Добавить в цитаты Настройки чтения

Страница 64 из 110

Ежу было ясно, что надо построить плавучий дом. И не мешкать. Но как пошло с поколения Ноевых прадедов и прапрадедов, объявивших себя "сынами Божиими", а на другое звание и не откликавшихся, таскаться по девицам, по девкам, по бабам, так с тех пор только набирало силу. Во-первых, поиски наслаждений, во-вторых, исключительно чрез лобзания в уста у каждого куста. В результате появился помет акселератов - у этих, кроме сладострастья, ни в голове, ни в крови вообще уже ничего не было. Отец умер, разговаривать оставалось только с дедом. Он еще видел Адама, узнавшего, чем зло отличается от добра, говорил с Енохом, который был лично знаком с Богом. Но деду уже шло к тысяче, и он хотел умереть, где родился. Выходило, что все надо делать самому: сообразить, прикинуть, спроектировать, а потом выбрать белоснежную телочку не старше недели и тоже зарезать и, пока пламя ее облизывает, постараться разглядеть сквозь марево, правильно ли понято, прикинуто и рассчитано. И в клубах дыма, и в аромате подпекающегося мяса и горящего хвороста он убедился, что длина триста локтей, ширина пятьдесят, высота тридцать, люк в локоть, три трюма, трижды семь закутов для зверей, кают для семьи и кладовок для пищи, смола и планки из гофера - абсолютно точное решение, единственное. Как если бы Бог сказал ему: ну что ты пристаешь? ну, конечно, триста на пятьдесят на тридцать - ты что, никогда корзин не плел?

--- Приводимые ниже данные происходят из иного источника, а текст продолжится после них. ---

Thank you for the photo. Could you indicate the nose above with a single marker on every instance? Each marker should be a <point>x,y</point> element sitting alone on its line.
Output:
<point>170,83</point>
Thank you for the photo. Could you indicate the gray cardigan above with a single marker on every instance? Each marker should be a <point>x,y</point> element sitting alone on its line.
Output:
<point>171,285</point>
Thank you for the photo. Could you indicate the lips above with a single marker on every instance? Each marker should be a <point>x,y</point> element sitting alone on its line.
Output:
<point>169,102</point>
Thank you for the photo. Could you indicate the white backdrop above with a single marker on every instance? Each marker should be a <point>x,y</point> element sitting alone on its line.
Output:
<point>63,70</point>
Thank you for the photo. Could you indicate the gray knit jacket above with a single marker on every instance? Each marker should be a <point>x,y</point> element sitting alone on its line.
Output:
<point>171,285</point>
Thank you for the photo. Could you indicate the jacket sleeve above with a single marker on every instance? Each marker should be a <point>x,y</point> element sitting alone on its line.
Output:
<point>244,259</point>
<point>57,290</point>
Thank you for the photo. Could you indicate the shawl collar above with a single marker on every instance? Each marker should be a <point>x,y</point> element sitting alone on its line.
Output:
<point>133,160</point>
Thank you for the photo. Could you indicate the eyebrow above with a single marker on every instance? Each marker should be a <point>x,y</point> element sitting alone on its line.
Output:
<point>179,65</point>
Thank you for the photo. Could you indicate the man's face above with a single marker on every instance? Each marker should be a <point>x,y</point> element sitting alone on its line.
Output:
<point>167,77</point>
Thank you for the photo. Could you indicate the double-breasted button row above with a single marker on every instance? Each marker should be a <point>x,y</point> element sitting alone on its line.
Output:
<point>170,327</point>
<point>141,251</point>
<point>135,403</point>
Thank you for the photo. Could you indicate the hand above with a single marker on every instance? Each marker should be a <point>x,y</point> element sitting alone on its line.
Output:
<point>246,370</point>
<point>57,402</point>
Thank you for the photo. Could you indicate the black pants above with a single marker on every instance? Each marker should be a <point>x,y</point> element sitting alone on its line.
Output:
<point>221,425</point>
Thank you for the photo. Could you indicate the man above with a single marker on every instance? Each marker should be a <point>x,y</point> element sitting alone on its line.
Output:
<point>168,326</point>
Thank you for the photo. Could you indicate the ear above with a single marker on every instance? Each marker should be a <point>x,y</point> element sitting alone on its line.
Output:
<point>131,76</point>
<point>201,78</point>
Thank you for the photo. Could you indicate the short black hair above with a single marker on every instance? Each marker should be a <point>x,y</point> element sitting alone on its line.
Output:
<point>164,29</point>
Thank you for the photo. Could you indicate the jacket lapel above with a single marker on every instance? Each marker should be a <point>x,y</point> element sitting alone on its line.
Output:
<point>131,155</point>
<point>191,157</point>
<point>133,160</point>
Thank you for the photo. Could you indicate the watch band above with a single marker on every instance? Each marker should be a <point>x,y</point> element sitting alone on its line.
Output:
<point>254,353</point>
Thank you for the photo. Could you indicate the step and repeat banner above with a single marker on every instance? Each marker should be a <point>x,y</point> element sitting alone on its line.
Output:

Дождь пошел, сперва пробуя, получается ли, но с каждой минутой все сильней, черное небо стало быстро спускаться - на струях, как на блоках, и наконец вода упала тяжелая, как камень. Все случилось стремительно, за какую-нибудь четверть часа. Общий восторг еще продолжался, а у кого так и разгорался от каждой новой обрушивающейся громады, в которой жидкости было много больше, чем воздуха, от каждой молнии, грома, рева ливня. Малолетки дождя вообще ни разу в жизни не видели, взрослые изверились, что он когда-нибудь снова пойдет. Один Ной понимал, что происходит. Уже неделю в самый страшный зной он заставлял сыновей и невесток по тревоге загонять в ковчег скотину, перетаскивать клетки с заранее пойманными дикими зверями и птицами, сносить провиант. Всем велел спать внутри, исправлять, что находят сделанным с ошибкой или неуютно. С утра тащить на прежнее место, к вечеру повторять то же самое. Посмеивались, сбегали среди ночи по тайным своим делишкам.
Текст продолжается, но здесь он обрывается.